A la vez, y como si se tratase de un monarca absolutista, asegura que, en realidad, el que ha querido que sea presidente es dios, que para eso le salvó la vida.

El hombre de negocios y defensor del libre mercado promete aranceles a diestro y siniestro. 

Un supuesto defensor de la libertad de expresión contra la supuesta censura imperante hace espasmódicamente y el saludo nazi ante una multitud y las cámaras de televisión. 

Los empresarios tecnológicos que hasta ahora decían promover desde sus entrañables garajes una expansión sin precedentes de la libertad de expresión engrosan el 1% de los más ricos y rinden pleitesía, para seguir haciendo dinero, a aquel al que hasta hace unos años consideraban un peligro público. 

Los multimillonarios más ricos del planeta ven una amenaza en los migrantes, a menudo las personas más pobres del planeta.

Si miramos a España, la situación no es mucho más halagüeña:

El primer partido del país, que constantemente juega a sugerir que representa a la mayoría social (incluyendo la deslegitimación del Gobierno democráticamente constituido) vota en contra de subir las pensiones, el ingreso mínimo vital, de mantener los descuentos al transporte o las rebajas fiscales a la rehabilitación de viviendas y la compra de vehículos eléctricos. 

El mismo partido que gobierna en la Comunitat Valenciana y esparce bulos sobre las ayudas del Estado vota en contra de nuevas ayudas a los afectados por la dana.

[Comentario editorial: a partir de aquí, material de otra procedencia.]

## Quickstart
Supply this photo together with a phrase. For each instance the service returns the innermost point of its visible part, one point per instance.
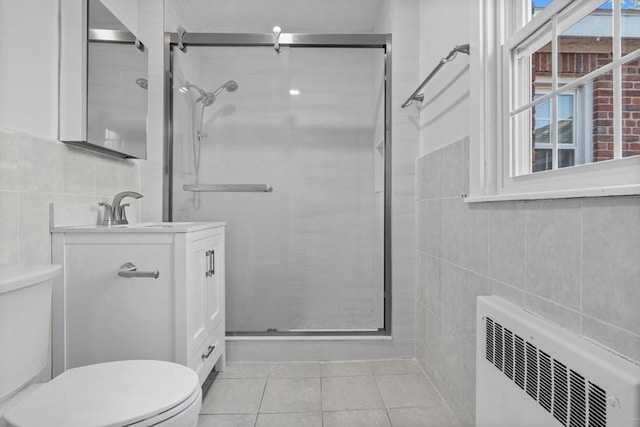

No es capaz de explicar qué no le gusta de todas esas medidas, de un enorme impacto económico, salvo una crítica a una restitución de un edificio en París. 

Los que hasta ahora decían que coincidir en una votación o pactar con Junts era pura connivencia con el terrorismo (sí, terrorismo, tal como suena) no dudan en unir fuerzas y ofrecer pactos a esas mismas formaciones. 

El partido que nombró a un compañero de colegio de su presidente al frente de una Telefónica que había privatizado acusa ahora al Estado, que posee un 10% de las acciones de Telefónica, de un golpe de estado empresarial. Y de hacerlo junto a uno de los principales bancos del país. 

El presidente de la patronal, que cobra 25 veces el salario mínimo interprofesional, se enfada cuando una periodista le pregunta si cree que en España se puede vivir con los 1.134 euros de una cuantía que los empresarios se niegan a actualizar. La pregunta “no procede”. 

Un defraudador confeso, al que asedian declaraciones fiscales, presuntas facturas falsas presentadas por él mismo y documentos incriminatorios por doquier, urde una trama apoyada en un gran bulo esparcido con dinero público hasta poner contra las cuerdas al fiscal general que lo desmintió, contra el que sigue sin haber una prueba concluyente, sólo opiniones o sospechas. Mientras, se siguen produciendo decenas y decenas de filtraciones y revelaciones de secretos que, por supuesto, a nadie le preocupan y nadie investiga, pero todos consumimos a través de los medios de comunicación. 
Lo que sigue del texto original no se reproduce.